The car in question was the new BMW i3. I had been offered the chance to give it a test drive while at a conference in Brisbane, Australia. At first blush, it looks like any other mid-range car – shiny and stylish on the outside, roomy and detailed on the inside. However, it begins to look different when you peer in. For a start there are no door handles on the back seat doors (I begun my trip as a passenger). The driver has to let you in by pushing out a swing-like saloon door. Then, when you take a closer look at the dashboard it seems not quite right. Things seem to be missing while others are in strange places. Switches and buttons have replaced mechanical parts. For example, to start, you press a button to switch the ‘engine’ on and flick another switch to turn the hand brake off. No force is required to yank the gear lever or make sure the hand brake is fully disengaged.
A light touch is only ever needed throughout the experience. There is never any sense of ‘giving it a bit of welly’. The only welly seems to be hidden in the car when it seemingly takes a lot of the control out of the driving.
So how best to describe the all-electric car? Coffee comes to mind. The drive starts off like an espresso and then switches into a latte. You get a jolt, reaching 100 km from standing in only 7.2 seconds. After that, it feels very smooth and quiet as the outdoors passes you by. There is no smell of petrol, oil or diesel or in the marketing blurb “no odours at the point of use”. And of course, there is no purring or idling of the engine. Just new car smell silence.
The blurb on the website goes onto claim, “first and foremost it delivers exceptional driving pleasure. To move off from a standstill, just dip the accelerator gently and the BMW i3 will accelerate powerfully and almost silently.”
Somehow dipping and driving don’t mix just like oil and water.
“How did you like the dip?”
“Quite a big one, eh!”
“Wasn’t that quiet acceleration out of this world?”
“Zero Co2 emissions, zero noise, zero coke.” It seems, we are increasingly living in a world of denial.
You can’t imagine a boy racer talking like that. The language of driving is going to have change to match the new slipper-soled, all-electric experience.

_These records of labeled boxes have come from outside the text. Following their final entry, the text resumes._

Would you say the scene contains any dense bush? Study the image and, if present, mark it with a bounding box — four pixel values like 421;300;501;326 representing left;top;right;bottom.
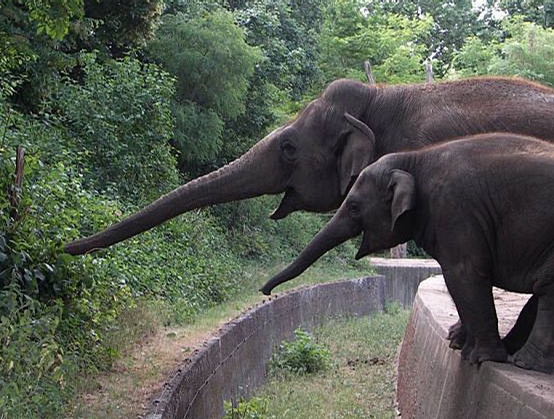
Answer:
53;53;178;202
267;329;331;376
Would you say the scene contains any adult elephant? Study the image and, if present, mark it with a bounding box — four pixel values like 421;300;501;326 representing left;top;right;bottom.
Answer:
65;77;554;255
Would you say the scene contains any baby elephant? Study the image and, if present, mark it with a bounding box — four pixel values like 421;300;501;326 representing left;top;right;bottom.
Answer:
262;134;554;373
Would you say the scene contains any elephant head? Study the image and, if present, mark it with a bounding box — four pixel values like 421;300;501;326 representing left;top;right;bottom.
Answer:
65;80;375;255
261;164;416;295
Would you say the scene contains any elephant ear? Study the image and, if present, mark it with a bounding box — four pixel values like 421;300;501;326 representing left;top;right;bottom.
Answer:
339;112;375;196
388;170;415;231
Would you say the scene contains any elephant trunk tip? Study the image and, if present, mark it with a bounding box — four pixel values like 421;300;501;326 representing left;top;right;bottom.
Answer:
63;240;103;256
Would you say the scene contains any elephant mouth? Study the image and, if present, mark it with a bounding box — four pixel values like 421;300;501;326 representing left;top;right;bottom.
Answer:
269;188;300;220
356;231;372;260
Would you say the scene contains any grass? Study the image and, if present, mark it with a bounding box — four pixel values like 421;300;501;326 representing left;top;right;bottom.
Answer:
71;261;371;419
251;307;409;419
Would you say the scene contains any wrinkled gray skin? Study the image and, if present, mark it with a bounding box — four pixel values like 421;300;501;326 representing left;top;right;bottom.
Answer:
262;134;554;373
65;78;554;352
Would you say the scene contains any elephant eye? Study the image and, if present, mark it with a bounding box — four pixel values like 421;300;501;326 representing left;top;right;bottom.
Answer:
348;202;362;219
281;140;296;162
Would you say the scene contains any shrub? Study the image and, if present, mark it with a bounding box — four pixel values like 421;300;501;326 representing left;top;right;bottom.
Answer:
268;329;331;376
223;397;268;419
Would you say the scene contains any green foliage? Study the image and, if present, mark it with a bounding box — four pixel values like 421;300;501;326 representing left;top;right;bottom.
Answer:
451;17;554;86
488;20;554;86
0;287;68;418
321;0;433;83
498;0;554;28
267;329;331;376
54;54;178;201
223;397;268;419
80;0;164;57
452;36;498;77
148;10;259;172
18;0;83;40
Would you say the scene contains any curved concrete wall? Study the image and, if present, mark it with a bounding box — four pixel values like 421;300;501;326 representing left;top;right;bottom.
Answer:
397;277;554;419
147;260;440;419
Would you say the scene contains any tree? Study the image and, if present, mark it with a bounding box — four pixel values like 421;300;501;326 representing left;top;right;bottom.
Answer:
148;10;259;172
314;0;433;83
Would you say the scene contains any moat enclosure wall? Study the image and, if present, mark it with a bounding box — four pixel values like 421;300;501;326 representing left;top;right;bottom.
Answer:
147;259;440;419
397;277;554;419
147;259;554;419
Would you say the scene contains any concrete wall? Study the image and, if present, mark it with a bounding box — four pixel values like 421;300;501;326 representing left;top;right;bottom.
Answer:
397;277;554;419
147;260;438;419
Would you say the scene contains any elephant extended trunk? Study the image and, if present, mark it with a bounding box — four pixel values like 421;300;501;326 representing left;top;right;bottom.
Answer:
260;213;361;295
64;135;285;255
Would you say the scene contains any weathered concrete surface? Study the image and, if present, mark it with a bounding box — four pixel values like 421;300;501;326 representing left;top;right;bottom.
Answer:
397;277;554;419
370;258;441;307
147;276;386;419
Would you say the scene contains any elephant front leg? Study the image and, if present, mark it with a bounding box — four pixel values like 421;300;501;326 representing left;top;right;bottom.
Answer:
446;320;467;349
508;294;554;374
502;295;539;355
444;266;507;364
447;295;538;355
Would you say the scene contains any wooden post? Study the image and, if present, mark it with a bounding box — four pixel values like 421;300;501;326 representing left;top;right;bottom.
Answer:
10;146;25;220
425;59;435;83
364;61;375;85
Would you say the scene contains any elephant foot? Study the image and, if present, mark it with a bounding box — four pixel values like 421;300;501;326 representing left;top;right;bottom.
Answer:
446;320;467;349
508;341;554;374
462;341;508;364
469;341;508;364
502;331;529;355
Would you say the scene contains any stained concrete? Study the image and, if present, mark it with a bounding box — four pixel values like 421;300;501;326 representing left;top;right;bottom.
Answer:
397;277;554;419
147;259;440;419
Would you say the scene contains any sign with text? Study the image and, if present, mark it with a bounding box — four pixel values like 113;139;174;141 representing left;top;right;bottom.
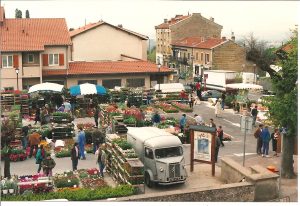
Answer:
194;131;212;162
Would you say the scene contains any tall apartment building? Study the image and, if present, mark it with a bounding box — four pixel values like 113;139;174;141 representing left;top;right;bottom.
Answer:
155;13;223;65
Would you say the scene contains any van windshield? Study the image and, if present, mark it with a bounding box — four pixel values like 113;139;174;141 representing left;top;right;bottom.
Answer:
155;147;183;159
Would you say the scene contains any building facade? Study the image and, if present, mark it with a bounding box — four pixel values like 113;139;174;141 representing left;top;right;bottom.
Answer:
155;13;223;65
0;7;72;90
70;21;148;61
170;37;246;77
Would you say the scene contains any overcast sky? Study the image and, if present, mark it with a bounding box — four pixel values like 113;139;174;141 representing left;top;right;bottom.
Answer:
0;0;299;42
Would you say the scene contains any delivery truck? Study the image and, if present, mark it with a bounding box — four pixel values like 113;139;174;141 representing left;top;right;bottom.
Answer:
127;127;187;187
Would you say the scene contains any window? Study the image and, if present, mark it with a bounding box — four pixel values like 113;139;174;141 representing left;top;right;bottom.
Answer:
145;147;153;159
102;79;121;89
205;54;209;64
49;54;58;66
126;78;145;87
2;55;13;68
78;80;97;84
28;54;34;63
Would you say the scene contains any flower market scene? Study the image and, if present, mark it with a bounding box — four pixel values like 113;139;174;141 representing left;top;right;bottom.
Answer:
0;0;299;203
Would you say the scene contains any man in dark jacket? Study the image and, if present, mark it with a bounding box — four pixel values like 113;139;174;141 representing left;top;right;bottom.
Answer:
71;142;80;171
254;124;263;155
92;128;105;154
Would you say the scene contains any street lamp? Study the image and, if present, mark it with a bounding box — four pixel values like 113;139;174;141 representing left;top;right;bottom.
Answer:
15;68;19;90
253;64;256;84
157;58;161;92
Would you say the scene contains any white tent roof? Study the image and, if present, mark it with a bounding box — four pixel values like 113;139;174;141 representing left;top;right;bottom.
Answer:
226;83;263;90
154;83;184;92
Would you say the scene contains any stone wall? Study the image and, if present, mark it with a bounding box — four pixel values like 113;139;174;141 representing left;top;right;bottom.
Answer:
212;40;246;72
170;13;223;41
116;182;254;202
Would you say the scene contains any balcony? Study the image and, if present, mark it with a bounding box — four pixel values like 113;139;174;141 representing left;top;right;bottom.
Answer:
22;65;41;78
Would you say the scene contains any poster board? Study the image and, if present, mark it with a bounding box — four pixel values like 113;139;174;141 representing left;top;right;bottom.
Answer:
190;125;216;176
194;131;212;162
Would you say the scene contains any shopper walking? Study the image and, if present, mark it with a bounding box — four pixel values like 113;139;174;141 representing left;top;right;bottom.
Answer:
179;114;186;133
35;145;46;173
261;126;271;157
42;153;56;177
254;124;263;155
29;131;41;158
217;126;225;147
215;100;222;117
96;144;106;177
94;105;100;128
71;142;80;171
251;106;258;126
221;92;226;110
78;127;86;160
271;128;281;157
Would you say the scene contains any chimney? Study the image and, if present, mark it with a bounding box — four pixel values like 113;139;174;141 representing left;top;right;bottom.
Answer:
231;32;235;41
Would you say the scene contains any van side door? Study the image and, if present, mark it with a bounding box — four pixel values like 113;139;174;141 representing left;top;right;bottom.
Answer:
144;147;157;179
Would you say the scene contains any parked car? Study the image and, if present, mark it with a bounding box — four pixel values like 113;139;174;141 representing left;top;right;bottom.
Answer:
201;90;222;101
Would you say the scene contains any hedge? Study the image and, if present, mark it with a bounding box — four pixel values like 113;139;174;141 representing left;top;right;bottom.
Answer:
2;185;136;201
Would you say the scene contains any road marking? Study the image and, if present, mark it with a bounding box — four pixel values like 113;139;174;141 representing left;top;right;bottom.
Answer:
223;119;241;127
233;153;256;157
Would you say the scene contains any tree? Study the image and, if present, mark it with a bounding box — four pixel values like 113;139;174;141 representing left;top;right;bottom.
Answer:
25;9;30;19
15;8;22;19
239;33;276;75
265;30;298;178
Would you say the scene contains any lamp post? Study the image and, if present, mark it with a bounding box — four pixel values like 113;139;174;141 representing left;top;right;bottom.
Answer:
15;68;20;90
157;57;161;92
253;64;256;84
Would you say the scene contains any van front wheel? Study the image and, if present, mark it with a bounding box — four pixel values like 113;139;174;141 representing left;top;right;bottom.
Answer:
145;172;153;188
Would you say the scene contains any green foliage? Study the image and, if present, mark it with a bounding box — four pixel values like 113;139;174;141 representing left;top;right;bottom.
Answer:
113;138;132;150
1;185;135;201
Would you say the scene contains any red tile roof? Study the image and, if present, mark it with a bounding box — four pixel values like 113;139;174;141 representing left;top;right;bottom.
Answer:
70;21;149;40
171;37;226;49
43;61;172;76
155;15;190;29
0;6;5;22
0;18;72;51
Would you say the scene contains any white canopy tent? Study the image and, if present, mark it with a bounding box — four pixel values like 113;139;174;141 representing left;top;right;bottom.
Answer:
226;83;263;90
154;83;184;92
28;82;64;93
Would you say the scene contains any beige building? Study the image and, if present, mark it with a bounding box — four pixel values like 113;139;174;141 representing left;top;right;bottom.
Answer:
172;36;246;76
0;7;72;90
70;21;148;61
155;13;223;65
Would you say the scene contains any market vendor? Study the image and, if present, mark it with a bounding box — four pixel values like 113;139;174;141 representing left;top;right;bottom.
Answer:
29;131;41;158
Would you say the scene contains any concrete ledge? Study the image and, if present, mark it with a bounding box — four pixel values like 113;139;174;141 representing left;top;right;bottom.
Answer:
221;158;279;201
109;182;255;202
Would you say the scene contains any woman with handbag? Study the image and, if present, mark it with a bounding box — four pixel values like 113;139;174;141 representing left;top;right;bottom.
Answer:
35;145;45;173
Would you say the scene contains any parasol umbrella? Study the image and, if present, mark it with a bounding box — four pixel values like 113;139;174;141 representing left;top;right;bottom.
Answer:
70;83;106;96
28;82;64;93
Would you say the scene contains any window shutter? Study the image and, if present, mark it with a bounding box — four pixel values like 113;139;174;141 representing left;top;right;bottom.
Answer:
43;54;49;66
59;54;65;66
13;55;19;68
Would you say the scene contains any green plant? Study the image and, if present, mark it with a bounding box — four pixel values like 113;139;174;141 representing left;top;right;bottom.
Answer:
1;185;136;201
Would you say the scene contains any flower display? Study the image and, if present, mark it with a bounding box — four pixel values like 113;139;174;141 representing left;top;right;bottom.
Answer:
156;102;179;113
171;102;193;112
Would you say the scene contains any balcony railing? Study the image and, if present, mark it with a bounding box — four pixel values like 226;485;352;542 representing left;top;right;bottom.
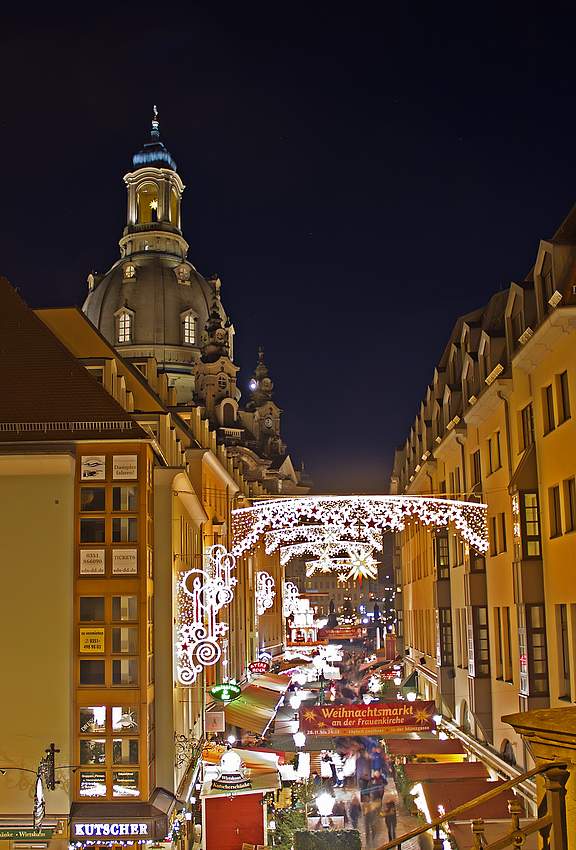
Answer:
375;762;570;850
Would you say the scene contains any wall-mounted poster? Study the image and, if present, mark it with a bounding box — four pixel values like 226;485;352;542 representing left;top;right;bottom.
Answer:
80;455;106;481
80;549;106;576
112;455;138;481
112;549;138;576
80;629;104;652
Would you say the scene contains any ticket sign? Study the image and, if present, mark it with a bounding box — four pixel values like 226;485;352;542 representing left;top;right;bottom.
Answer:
80;549;106;576
80;629;104;653
300;700;436;737
210;682;242;702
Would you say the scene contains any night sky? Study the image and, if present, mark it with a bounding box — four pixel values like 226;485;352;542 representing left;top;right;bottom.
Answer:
0;0;576;493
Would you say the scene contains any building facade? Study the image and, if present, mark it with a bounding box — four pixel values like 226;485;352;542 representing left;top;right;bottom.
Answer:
0;114;309;850
391;202;576;769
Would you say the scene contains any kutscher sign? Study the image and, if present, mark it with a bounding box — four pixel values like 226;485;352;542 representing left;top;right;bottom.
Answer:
300;700;436;737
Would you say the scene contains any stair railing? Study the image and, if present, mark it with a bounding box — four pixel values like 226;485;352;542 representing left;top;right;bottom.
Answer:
374;762;570;850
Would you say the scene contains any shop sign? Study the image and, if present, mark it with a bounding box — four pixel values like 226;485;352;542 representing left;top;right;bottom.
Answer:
80;455;106;481
80;629;104;652
0;826;53;841
72;820;153;839
112;549;138;576
112;455;138;481
80;549;106;576
300;700;436;737
210;682;242;702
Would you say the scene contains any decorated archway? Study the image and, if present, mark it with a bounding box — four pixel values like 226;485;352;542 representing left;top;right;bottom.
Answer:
176;496;488;684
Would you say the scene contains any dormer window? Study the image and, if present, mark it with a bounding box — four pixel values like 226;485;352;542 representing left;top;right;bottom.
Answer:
114;307;134;344
136;183;158;224
181;310;197;345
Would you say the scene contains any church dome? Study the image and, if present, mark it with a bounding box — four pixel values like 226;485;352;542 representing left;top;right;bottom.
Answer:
82;112;227;404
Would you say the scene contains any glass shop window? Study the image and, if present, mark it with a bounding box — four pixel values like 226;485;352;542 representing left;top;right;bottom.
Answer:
112;627;138;653
80;517;106;543
80;487;106;511
112;770;140;798
80;658;106;685
112;517;138;543
112;705;138;732
112;486;138;511
112;596;138;620
80;705;106;734
112;658;138;685
80;596;105;623
80;738;106;765
112;738;138;764
80;770;106;797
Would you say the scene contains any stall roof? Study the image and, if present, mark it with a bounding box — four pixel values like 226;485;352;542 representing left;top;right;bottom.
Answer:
422;779;514;820
252;673;292;694
402;761;490;780
386;738;466;756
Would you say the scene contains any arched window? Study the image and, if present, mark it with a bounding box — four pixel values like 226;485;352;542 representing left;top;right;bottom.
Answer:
136;183;158;224
181;310;196;345
222;404;235;428
114;307;134;344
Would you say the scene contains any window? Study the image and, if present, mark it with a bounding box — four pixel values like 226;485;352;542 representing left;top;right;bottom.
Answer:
112;517;138;543
182;312;196;345
112;626;138;653
80;596;105;623
558;372;570;424
80;487;106;512
548;487;562;537
472;449;482;486
113;658;138;685
542;384;555;434
80;517;106;543
438;608;454;667
79;705;106;735
116;310;134;343
564;478;576;531
80;658;105;685
80;738;106;765
556;605;570;700
112;770;140;799
488;431;502;472
112;486;138;511
521;403;534;449
112;596;138;620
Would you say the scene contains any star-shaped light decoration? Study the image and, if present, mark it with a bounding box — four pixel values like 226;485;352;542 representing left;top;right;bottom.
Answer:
347;547;378;581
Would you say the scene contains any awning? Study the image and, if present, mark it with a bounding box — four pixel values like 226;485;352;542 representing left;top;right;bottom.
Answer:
252;673;292;694
386;738;466;761
224;685;282;735
402;761;490;780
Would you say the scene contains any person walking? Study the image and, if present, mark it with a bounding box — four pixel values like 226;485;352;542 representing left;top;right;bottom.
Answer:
350;796;362;829
383;797;396;841
364;791;382;847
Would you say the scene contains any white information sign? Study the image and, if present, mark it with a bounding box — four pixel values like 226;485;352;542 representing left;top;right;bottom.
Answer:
112;549;138;576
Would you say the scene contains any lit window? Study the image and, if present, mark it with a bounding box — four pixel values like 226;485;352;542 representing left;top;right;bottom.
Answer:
182;312;196;345
116;309;134;343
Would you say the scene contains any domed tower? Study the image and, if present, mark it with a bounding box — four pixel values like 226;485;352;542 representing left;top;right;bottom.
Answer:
83;107;233;404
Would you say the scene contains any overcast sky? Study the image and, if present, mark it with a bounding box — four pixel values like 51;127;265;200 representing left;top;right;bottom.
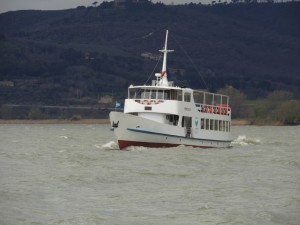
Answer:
0;0;211;13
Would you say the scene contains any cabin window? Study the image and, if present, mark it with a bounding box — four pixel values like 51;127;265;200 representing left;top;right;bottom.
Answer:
210;120;214;130
221;95;229;105
201;118;205;130
205;93;213;105
164;91;170;100
151;90;156;99
129;89;136;99
177;91;182;101
193;91;204;104
166;114;179;126
181;116;192;127
214;95;222;105
141;90;150;99
184;93;191;102
219;120;223;131
215;120;219;131
157;90;164;99
205;119;209;130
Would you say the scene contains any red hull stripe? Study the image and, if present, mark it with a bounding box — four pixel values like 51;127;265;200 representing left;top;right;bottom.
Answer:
118;140;212;149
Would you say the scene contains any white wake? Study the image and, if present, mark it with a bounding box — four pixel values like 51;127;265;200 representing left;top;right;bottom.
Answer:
231;135;261;146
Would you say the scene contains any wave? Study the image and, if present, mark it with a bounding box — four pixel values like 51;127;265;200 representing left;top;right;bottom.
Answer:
230;135;261;146
100;141;119;150
59;135;69;139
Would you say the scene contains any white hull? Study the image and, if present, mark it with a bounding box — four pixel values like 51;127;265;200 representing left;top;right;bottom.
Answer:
110;112;231;149
109;31;231;149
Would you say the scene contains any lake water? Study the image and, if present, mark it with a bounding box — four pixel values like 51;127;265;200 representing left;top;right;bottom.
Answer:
0;124;300;225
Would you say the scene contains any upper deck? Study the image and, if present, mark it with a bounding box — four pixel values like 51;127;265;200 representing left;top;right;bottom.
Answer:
125;85;230;116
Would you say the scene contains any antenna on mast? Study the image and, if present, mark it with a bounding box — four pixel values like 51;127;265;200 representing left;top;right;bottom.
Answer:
158;30;174;87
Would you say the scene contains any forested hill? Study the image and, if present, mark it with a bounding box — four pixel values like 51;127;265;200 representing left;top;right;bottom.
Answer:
0;1;300;104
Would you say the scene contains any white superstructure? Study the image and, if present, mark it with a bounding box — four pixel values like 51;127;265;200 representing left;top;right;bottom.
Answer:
109;31;231;149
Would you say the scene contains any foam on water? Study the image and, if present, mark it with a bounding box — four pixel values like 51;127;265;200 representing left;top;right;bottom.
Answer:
231;135;261;146
101;141;119;150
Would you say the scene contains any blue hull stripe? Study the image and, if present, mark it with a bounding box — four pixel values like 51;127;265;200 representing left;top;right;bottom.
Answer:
127;128;232;142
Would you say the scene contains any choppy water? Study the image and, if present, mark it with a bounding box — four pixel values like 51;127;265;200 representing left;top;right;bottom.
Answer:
0;125;300;225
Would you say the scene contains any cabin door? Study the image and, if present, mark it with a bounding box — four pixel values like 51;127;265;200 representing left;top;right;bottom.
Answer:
181;116;192;137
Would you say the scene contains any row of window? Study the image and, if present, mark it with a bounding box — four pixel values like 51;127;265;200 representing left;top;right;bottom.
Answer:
200;118;230;132
129;88;229;105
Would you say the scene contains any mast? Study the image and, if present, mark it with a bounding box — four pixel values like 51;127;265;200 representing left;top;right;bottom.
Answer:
158;30;174;87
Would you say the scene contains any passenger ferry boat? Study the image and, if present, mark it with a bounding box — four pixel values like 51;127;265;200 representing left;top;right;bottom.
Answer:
109;31;231;149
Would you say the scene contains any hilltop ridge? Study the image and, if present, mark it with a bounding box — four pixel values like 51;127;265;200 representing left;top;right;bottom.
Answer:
0;2;300;107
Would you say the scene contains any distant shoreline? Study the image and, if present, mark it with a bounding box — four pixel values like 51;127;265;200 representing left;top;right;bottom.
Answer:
0;118;283;126
0;118;109;124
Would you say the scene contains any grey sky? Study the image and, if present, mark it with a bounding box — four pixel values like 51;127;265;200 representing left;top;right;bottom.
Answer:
0;0;211;13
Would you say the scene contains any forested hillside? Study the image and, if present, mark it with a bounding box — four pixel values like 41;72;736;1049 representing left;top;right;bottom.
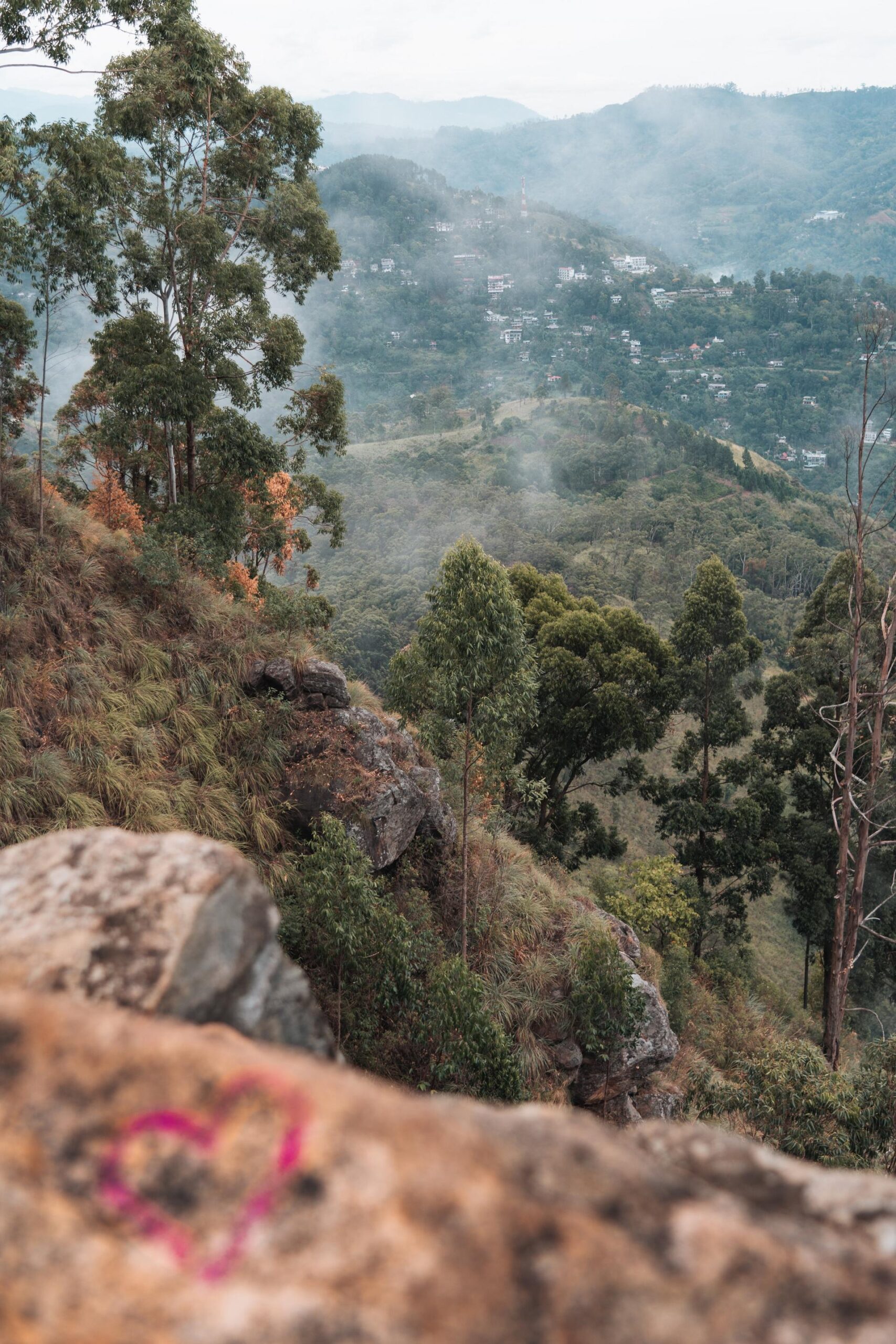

When I parked the car, I eyed a gleaming orange BMW i8 parked nearby. I could not take my eyes off it – nor could many other passers-by. Now, that is the super duper souped up top of the range going for a song, to the order of £250K. Obviously, targeted at the wealthy to swan about in. The doors open outwards, again, but this time more majestically like insect wings. It flies like an angel, just maybe.